Der Dieselkompromiss hielt nicht lange

Kaum wurde dieses Paket öffentlich, erklärten BMW und Opel, bei den Nachrüstungen nicht mitzumachen. Daimler und Volkswagen stellen die Bedingung, dass es zertifizierte und zugelassene Nachrüstsysteme gibt. Außerdem will VW nur bei Beteiligung der Wettbewerber mitziehen. Seit längerem ist jedoch bekannt, dass die im Verband der internationalen Kfz-Hersteller (VDIK) zusammengeschlossenen ausländischen Marken „Bedenken“ gegenüber Nachrüstungen haben. Der VDIK bezweifelt, dass dadurch eine kurzfristige Verbesserung der Luftqualität erreicht wird, und pocht darauf, dass viele Fahrzeuge technisch nicht dafür geeignet seien, zum Beispiel weil der Platz fehle. Viele skeptische Hersteller argumentieren zudem damit, dass sich die SCR-Katalysatoren negativ auf Motorleistung, Verbrauch und CO2-Emissionen auswirken. Verschärfend kommt hinzu, dass die Zulassungen für die Nachrüstsysteme durch das Kraftfahrt-Bundesamt noch fehlen, weil das Bundesverkehrsministerium die technischen Vorgaben bislang nicht lieferte.

Nun wird der politische Druck erhöht. Bundesumweltministerin Svenja Schulze (SPD) und Verkehrsminister Andreas Scheuer (CSU) riefen die Autoindustrie auf, die Kosten für die Nachrüstung einschließlich des Einbaus zu übernehmen.

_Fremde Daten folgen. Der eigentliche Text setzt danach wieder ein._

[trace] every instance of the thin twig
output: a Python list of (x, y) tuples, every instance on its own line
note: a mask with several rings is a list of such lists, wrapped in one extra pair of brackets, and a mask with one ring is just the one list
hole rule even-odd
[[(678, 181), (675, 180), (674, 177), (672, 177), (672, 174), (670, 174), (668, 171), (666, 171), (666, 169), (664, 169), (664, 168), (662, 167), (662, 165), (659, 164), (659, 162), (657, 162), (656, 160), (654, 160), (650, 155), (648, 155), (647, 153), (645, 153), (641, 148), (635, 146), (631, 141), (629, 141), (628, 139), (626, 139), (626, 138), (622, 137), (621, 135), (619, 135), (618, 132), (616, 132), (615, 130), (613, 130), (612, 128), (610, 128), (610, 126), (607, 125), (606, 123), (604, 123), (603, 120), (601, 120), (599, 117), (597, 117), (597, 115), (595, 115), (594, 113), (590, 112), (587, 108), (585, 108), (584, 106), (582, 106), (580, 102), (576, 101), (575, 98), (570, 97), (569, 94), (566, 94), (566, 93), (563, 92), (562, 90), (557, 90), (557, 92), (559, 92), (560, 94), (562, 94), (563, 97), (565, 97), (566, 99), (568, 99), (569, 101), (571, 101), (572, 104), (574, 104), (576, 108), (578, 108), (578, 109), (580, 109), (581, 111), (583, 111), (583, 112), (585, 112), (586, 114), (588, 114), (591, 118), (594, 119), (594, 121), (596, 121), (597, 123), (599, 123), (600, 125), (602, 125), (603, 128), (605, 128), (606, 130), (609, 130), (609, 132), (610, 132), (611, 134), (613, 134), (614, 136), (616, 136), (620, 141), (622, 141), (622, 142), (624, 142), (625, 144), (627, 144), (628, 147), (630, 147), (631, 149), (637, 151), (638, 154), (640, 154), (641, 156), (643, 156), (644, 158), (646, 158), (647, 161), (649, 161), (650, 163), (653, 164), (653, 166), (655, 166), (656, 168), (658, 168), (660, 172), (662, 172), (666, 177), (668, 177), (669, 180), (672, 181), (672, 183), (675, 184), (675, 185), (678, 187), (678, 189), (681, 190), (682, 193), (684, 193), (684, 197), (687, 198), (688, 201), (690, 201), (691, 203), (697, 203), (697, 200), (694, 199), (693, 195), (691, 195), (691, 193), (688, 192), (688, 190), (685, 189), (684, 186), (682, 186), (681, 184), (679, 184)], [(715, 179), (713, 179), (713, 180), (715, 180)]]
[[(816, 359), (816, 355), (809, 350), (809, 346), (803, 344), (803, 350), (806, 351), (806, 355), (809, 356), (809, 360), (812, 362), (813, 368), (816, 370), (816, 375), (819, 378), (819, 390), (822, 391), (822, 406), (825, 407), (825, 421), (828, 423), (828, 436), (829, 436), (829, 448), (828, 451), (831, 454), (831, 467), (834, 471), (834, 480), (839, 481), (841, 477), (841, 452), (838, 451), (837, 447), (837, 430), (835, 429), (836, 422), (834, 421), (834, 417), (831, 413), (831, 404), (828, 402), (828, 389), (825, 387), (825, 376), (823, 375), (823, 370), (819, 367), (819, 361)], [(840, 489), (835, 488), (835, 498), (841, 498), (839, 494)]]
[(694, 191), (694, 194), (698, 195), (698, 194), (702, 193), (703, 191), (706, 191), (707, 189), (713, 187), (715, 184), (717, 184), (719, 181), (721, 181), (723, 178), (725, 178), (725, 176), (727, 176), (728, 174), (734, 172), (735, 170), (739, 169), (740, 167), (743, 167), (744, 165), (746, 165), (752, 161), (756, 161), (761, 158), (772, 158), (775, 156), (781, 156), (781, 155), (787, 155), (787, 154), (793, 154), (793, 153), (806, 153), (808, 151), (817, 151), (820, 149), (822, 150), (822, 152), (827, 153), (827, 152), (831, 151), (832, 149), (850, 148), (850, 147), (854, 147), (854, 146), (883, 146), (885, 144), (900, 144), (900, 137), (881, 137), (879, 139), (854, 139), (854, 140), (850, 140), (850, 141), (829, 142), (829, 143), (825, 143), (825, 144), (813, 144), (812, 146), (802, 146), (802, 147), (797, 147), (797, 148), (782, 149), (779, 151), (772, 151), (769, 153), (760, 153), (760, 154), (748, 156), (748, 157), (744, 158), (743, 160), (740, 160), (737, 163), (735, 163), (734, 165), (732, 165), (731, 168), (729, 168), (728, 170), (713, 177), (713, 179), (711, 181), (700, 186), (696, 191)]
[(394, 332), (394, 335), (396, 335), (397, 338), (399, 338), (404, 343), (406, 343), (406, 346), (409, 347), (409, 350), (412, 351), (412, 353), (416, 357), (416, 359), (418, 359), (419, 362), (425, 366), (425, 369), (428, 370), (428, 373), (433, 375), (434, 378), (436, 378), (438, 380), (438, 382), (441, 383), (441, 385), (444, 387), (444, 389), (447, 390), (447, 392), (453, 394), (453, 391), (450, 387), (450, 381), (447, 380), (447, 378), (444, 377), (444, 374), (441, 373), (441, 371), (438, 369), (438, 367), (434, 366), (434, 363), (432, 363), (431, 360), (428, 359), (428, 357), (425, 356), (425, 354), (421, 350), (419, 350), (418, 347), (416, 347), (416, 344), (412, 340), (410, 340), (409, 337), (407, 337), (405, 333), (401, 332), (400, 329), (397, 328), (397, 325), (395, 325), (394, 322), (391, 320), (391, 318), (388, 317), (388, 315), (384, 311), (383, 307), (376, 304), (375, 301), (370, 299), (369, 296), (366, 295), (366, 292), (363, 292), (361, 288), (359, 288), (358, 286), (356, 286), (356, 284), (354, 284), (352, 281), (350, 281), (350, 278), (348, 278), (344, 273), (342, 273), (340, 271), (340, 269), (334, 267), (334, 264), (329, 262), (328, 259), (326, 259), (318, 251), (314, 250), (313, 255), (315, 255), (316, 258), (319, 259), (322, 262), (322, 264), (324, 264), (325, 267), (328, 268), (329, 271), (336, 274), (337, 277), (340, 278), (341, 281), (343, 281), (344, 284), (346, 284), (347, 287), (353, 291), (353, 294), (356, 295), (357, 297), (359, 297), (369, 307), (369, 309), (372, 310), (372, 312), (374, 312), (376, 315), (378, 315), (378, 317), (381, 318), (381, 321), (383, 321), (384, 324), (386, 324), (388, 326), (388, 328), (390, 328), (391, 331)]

Kanzleramtschef Helge Braun (CDU) sagte: „Das ist jetzt die Verantwortung der Industrie, dass wir mit diesem Kompromiss hinter das ganze Thema Dieselskandal, Schummelsoftware, Innenstadtproblematik mal einen Haken machen können.“ Der Deutsche Städte- und Gemeindebund fordert, dass der Dieselkompromiss „zügig und unbürokratisch“ umgesetzt wird, auch um weitere Fahrverbote zu vermeiden. Die Hersteller sollten ihre Verantwortung „anerkennen“. Der Zentralverband Deutsches Kfz-Gewerbe (ZDK) erklärte, dass die Werkstätten auf die Nachrüstung durchaus vorbereitet seien. Aus den Reihen der Nachrüstanbieter wurde zugesagt, dass mit den Umbauten im kommenden Jahr begonnen werden könne.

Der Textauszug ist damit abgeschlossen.